The World Is Bardo (Le Monde est Bardo) was the slogan and theme of a peaceful, anti-terrorist rally and march that took place on 29 March 2015 in Tunis, Tunisia. Thousands of Tunisians came out to protest the 18 March Bardo National Museum terrorist attacks by the Islamic State of Iraq and the Levant (ISIL) and to express support for the victims. Many world leaders participated to the event including François Hollande, Matteo Renzi, Bronisław Komorowski, Mahmoud Abbas, Ali Bongo Ondimba, Abdelmalek Sellal, Charles Michel, Abdullah al-Theni, Federica Mogherini and Beji Caid Essebsi.

==Organization==
After the terrorist attack on the Bardo National Museum, the Government of Tunisia decided to organize a protest in reaction against the attack and terrorism. The event was composed of two marches: A march for civil and an official march involving dignitaries and world leaders.

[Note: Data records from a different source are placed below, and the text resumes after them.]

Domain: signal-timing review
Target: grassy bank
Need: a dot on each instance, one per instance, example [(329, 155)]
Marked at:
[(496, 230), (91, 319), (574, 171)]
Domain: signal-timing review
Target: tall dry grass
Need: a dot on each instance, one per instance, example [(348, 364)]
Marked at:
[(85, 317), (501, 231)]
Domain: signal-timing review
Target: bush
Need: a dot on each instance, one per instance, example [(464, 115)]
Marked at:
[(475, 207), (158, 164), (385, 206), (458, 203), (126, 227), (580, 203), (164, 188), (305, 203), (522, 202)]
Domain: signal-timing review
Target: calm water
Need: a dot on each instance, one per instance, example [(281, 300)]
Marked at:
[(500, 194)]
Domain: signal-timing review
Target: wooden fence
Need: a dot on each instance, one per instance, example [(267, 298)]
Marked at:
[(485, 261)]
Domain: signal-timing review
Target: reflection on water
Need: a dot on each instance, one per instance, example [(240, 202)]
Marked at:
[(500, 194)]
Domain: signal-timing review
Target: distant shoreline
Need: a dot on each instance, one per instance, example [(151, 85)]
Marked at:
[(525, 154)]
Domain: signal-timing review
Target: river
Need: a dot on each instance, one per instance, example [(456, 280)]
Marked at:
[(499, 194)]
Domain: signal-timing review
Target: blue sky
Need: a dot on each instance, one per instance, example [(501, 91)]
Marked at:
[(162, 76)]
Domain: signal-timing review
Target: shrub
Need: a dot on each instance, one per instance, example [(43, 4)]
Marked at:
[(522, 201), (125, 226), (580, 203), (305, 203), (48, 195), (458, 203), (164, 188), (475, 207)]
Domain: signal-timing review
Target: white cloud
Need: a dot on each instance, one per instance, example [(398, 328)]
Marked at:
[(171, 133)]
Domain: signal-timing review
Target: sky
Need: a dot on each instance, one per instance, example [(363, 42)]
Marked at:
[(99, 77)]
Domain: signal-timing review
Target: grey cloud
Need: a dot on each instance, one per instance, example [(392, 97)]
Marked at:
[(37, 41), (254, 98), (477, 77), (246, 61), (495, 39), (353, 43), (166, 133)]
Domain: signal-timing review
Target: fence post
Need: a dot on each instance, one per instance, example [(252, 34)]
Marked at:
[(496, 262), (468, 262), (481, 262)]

The popular march passed through the important roads of Tunis before arriving at the Bardo National Museum. The official march ended inside the museum.

Speaking before the beginning of the march, Habib Essid, the Prime Minister of Tunisia, announced the death of nine terrorists from ISIL who were behind the attack.

==Circumstances==
The popular march had many thousands of moderate Tunisian citizens protesting ISIL terrorism; they adopted the chant, "Tunisia is free! Terrorism out!" In the official march, a memorial listing the names of victims was unveiled next to the main doors of the museum. Beji Caid Essebsi, the President of Tunisia, delivered a speech in which he thanked all of the participating leaders and said that the Tunisian people had proved that they were not afraid of terrorism and that they would stand as one to face it. In the same speech, he accidentally called François Hollande, the President of France, by the name of François Mitterrand, the former President of France. Hollande laughed and the two leaders kissed each other. After the speech, participating world leaders visited the Bardo National Museum.